So werden für die Sendung keine unerfahrenen, jungen Mädchen gesucht, die zum Großteil ihren Traum vom Leben als gefeiertes Topmodel derart exzessiv leben, dass sie zugunsten der televisionären Vermarktungsmaschinerie erhebliche Teile ihres Charakters und ihrer Selbstachtung freiwillig hergeben, um bei Queen Klum und ihrer bedeutungslosen Gefolgschaft Eindruck zu schinden. Stattdessen begibt man sich auf die Suche nach Modedesignern, die in der Regel bereits deutlich mehr Erfahrung vorzuweisen haben und bei denen sich die Auseinandersetzung mit der Mode nicht darin erschöpft, die großen Stars frenetisch zu feiern. Entsprechend selbstbewusst treten die Teilnehmer auf.

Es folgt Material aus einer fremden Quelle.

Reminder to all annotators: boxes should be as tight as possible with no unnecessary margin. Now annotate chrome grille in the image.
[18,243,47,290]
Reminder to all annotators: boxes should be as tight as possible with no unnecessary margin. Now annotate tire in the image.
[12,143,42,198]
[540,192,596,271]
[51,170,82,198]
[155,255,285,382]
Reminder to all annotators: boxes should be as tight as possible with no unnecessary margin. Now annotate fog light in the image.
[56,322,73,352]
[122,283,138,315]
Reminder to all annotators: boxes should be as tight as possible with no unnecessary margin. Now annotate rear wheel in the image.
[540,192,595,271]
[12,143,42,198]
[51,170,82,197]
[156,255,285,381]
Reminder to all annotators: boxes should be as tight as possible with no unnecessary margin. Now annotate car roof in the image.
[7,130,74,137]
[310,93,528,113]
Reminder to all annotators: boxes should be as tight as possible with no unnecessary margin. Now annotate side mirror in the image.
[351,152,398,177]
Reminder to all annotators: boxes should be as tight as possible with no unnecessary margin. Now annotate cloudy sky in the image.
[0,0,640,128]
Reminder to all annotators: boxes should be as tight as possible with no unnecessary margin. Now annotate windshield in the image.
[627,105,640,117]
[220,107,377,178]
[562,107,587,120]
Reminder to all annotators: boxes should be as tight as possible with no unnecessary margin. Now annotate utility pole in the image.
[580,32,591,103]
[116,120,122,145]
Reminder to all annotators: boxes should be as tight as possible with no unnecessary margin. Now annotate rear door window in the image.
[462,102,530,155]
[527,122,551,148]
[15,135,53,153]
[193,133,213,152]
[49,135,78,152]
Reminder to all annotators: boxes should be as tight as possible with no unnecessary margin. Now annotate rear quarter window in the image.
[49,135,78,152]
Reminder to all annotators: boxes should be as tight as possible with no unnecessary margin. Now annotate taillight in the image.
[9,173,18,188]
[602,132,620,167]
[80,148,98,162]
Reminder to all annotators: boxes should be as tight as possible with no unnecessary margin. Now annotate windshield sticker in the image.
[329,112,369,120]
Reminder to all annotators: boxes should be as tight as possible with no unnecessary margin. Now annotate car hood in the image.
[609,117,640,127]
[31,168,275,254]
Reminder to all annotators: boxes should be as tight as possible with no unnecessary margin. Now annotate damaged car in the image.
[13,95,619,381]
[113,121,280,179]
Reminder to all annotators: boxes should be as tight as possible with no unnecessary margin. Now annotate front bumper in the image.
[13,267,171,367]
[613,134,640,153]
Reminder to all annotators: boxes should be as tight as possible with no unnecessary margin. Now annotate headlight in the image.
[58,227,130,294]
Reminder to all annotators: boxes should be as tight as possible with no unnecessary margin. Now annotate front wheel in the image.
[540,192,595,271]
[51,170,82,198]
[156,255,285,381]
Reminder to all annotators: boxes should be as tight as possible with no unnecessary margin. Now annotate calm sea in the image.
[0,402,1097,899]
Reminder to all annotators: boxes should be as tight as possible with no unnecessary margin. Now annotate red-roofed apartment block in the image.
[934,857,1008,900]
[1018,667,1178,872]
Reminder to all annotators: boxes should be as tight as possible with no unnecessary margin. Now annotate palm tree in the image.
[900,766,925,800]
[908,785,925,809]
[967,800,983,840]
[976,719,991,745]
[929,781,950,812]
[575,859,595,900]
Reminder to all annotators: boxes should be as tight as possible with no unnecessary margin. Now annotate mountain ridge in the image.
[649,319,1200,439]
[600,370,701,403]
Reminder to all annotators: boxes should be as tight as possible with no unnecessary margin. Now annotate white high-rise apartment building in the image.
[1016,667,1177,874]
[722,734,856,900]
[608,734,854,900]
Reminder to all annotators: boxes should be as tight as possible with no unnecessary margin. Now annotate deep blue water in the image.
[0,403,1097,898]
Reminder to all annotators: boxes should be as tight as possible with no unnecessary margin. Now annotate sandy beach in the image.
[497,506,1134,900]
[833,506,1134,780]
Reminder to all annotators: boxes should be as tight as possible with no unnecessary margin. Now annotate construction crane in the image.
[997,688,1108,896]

Die Macht über die Zukunft dieser insgesamt 21 Personen (wovon jedoch in der Auftaktfolge nur zehn präsentiert werden) innerhalb des Formats obgliegt jedoch auch in diesem Falle einer Reihe von Experten. Auf der einen Seite gibt es da die drei Mentoren Schiffer, Uta Huesch und Sascha Lilic, die in erster Linie damit beschäftigt sind, in Kontakt mit den Designern zu treten und ihnen Tipps bezüglich der Präsentation ihres Angebots zu geben. Doch eine noch bedeutendere Rolle nehmen letztlich drei Vertreter der Modeketten Asos, Karstadt und S. Oliver ein, welche die Produkte der Kandidaten käuflich erwerben müssen - oder dies eben nicht tun und somit gegen die Ergüsse des jeweiligen Designers votieren. In dieser Bieterrunde sind die Mentoren nur insofern in die Entscheidungsfindung involviert, dass sie regelmäßig kund tun, wie spannend und speziell das Angebot ihrer Schützlinge doch eigentlich ist.

Okay, denkt man sich als Zuschauer, bislang ist das ja alles ganz nett. Die Vertreter der Kaufhäuser wirken ernsthaft an den Produkten interessiert, wissen ihre Entscheidung nachvollziehbar zu begründen, die Mentoren haben ein solides Repertoire an Plattitüden anzubieten, wenn es für die Designer nicht zum erhofften Deal kommt und die optische Aufmachung ist - wenngleich etwas effektüberladen - modern und stimmig. Gätjen setzt seine zuletzt immer ordentlichere Arbeit von «Schlag den Raab» in dieser Sendung fort, zeigt das eine oder andere mal sogar so etwas wie emotionale Regung in seiner Moderation, macht das Gesehene unterm Strich allerdings weder besser noch schlechter. Der Fokus liegt klar auf der Beurteilung der modischen Kreationen, inszenierte Dramen oder das Ausschlachten persönlicher Befindlichkeiten lässt die Sendung komplett aus.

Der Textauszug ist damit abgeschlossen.